Beefy Boxes and Bandwidth Generously Provided by pair Networks
Problems? Is your data what you think it is?
 
PerlMonks  

A regex question.

by FeistyLemur (Acolyte)
on Jul 31, 2015 at 21:49 UTC ( [id://1137070]=perlquestion: print w/replies, xml ) Need Help??

FeistyLemur has asked for the wisdom of the Perl Monks concerning the following question:

This is my first post here, I have a question about something I can't explain.

I'm pretty sure I know what I did wrong, I'm just not 100% sure why it was wrong and wanted to clarify to better my understanding of regex in perl, as I'm fairly inexperienced and looking to improve.

I was searching for vlan ids for removal in the output of "ip addr" in the following way.

my $ethernet=`ip addr`; if ($ethernet!~/eth1\.\d{4}\@/gm){ print "No vlans exist on device.\n"; exit; } while ($ethernet=~/(eth1\.\d{4})\@/gm) { print `ip link del $1\n"; print "Removed $1\n"; }

Doing this as above mostly worked, but it would always miss the first entry for no reason I can explain.
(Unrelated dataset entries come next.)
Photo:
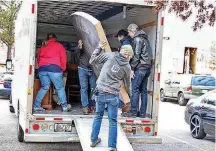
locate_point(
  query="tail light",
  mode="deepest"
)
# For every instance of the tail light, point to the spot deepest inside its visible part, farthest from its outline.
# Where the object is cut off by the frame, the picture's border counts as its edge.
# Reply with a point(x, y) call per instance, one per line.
point(189, 88)
point(35, 127)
So if there were 25 vlan entries in the string from 1001 to 1025 it would match and delete 1002-1025 without fail, and miss 1001 every time.

Changing line 2 to:

if ($ethernet!~/eth1\.\d{4}\@/){

Does what I intended to do.

I had the same problem with a similar line I was using to scrub IP addresses off the vlan devices again missing the first match, I just don't understand why the while loop breaks in the way it does because of the /gm flag on the preceeding if statements match, and was hoping someone could explain. Thanks in advance.

Replies are listed 'Best First'.
Re: A regex question.
by AnomalousMonk (Archbishop) on Jul 31, 2015 at 22:00 UTC

    Because you're using the  /g regex modifier for all matches, the string match position never resets to the start of the string, but advances for each and every match performed. (Update: I should have written: advances for each and every successful match performed.)

    c:\@Work\Perl\monks>perl -wMstrict -le "my $s = 'xx111yy22xx333yy44zz555xx666'; ;; print qq{first capture: '$1'} if $s =~ m{ (\d+) }xmsg; ;; print qq{subsequent captures: '$1'} while $s =~ m{ (\d+) }xmsg; " first capture: '111' subsequent captures: '22' subsequent captures: '333' subsequent captures: '44' subsequent captures: '555' subsequent captures: '666'
    The fact that the first match in the OPed code is a negative | negated match (so no action is taken) does not matter; it's still a  /g match against the same string. Eliminating the  /g modifier on the first match will cause string match position to be reset before subsequent matches (which must still use /g).

    Note that use of the  /g modifier in an
        if ($string =~ m{ ... }xmsg) { ... }
    statement is useless except as a way to introduce exactly the behavior you are seeing!

    Update: A number of incremental updates made.


    Give a man a fish:  <%-(-(-(-<

      Hm, well I really didn't understand that about how the match operator works so I guess that would explain it. I had assumed /g was pointless on the if after thinking about it, but the part I really couldn't figure out was why the negative match would affect the subsequent one in any way.

        Hello FeistyLemur, and welcome to the Monastery!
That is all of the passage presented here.